HB 1161 is a 45-section unpleasantry adding numerous regulations to South Dakota’s lending laws. It exempts state and national banks, South Dakota trust companies, bank holding companies, and any other FDIC-insured institutions, meaning it, like Initiated Measure 21, the real 36% rate cap, targets short-term lenders. HB 1161 spins a lot of ink codifying what you’d think is already obvious: lenders can extend a consumer line of credit, they may charge interest and fees, customers have to pay by the due date…
…and then tucked in Section 6 is this landmine:
In addition to periodic interest, a licensee may also charge and collect a periodic fee for the inspection, verification, processing, and protection of collateral and establishment, perfection, and release of any security interest. The periodic fee is not deemed to be interest for any purpose of law [Section 6, House Bill 1161, introduced 2016.01.28].
Review the key text of IM 21, which we get to vote on this November:
…no licensee may contract for or receive finance charges in excess of an annual rate of thirty-six percent, including all charges for any ancillary product or service and any other charge or fee incident to the extension of credit. A violation of this section is a Class 1 misdemeanor. Any loan made in violation of this section is void and uncollectible as to any principal, fee, interest, or charge [excerpt, Initiated Measure 21, submitted 2015.07.07].

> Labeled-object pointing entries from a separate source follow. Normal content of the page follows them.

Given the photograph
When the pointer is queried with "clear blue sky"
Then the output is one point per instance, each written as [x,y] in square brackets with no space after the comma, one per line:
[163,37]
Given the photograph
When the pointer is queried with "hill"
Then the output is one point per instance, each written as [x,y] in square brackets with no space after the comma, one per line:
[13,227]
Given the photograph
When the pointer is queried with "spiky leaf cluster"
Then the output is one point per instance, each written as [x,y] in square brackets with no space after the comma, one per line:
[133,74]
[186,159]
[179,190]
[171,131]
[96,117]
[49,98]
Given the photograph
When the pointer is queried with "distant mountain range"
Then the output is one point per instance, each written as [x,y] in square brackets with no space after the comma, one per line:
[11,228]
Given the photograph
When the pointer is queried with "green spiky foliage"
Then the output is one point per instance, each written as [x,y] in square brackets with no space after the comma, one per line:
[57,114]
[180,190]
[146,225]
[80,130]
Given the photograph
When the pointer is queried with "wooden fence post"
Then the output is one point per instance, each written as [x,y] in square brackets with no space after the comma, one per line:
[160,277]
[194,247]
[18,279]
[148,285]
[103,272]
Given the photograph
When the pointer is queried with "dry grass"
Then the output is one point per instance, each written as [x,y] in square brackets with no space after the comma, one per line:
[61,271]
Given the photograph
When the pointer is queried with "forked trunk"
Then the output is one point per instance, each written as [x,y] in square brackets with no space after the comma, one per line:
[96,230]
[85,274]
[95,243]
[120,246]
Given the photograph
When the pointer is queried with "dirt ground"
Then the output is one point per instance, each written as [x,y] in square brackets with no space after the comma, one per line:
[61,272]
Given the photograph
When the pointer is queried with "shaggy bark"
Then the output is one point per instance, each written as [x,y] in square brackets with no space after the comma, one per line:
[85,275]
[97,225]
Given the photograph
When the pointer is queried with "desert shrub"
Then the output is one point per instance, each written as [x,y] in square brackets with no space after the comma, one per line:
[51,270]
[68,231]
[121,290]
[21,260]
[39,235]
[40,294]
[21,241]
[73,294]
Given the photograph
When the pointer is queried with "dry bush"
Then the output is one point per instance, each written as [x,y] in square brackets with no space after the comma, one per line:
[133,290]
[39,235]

Oh, the ambiguity! IM 21 caps payday loan “finance charges” at 36% and specifies that the cap includes all other charges and fees related to the loan. Yet House Bill 1161 defines a separate fee that is not to be considered “interest” for any purpose of law.
Looking at the text of HB 1161 and IM 21, I would think the language of IM 21 would still include HB 1161’s periodic inspection/processing fee as a charge “incident to the extension of credit.” But then I like IM 21. The payday lenders may be setting up a devious legal trap to tangle enforcement of IM 21 if it passes.
More trappage may lie in Section 43 of the bill. That part of HB 1161 says that “No licensee licensed pursuant to this Act is subject to the provisions or requirements of chapter 54-4.” IM 21 puts the 36% rate cap in Chapter 54-4. Hmmmmm….
Rep. Langer and two other sponsors—Rep. Roger Solum (R-5/Watertown) and Rep. Tim Rounds (R-24/Pierre) fell for propaganda from North American Title Loan and other usurers back in 2014 when they voted to kill HB 1255, the bill Rep. Steve Hickey proposed to curb payday lenders’ abuses. The defeat of that bill prompted Hickey to sponsor the 36% rate cap petition, which North American Title Loan’s owner Rod Aycox has spent $2.1 million so far to oppose.
HB 1161 is supposed to go to House State Affairs, but it hasn’t been scheduled for two weeks. As we wait for the hearing, let’s ask the sponsors who brought them this bill and what impact they think it will have on the payday loan rate caps we’re being asked to vote on in November. If their eyes get shifty and the answer is unclear, or if they straight-up tell us HB 1161 insulates payday lenders from the 36% rate cap, then we need to kill this bill now and let the people decide in November, not sneaky lobbied legislators in February, what to do about predatory lending in South Dakota.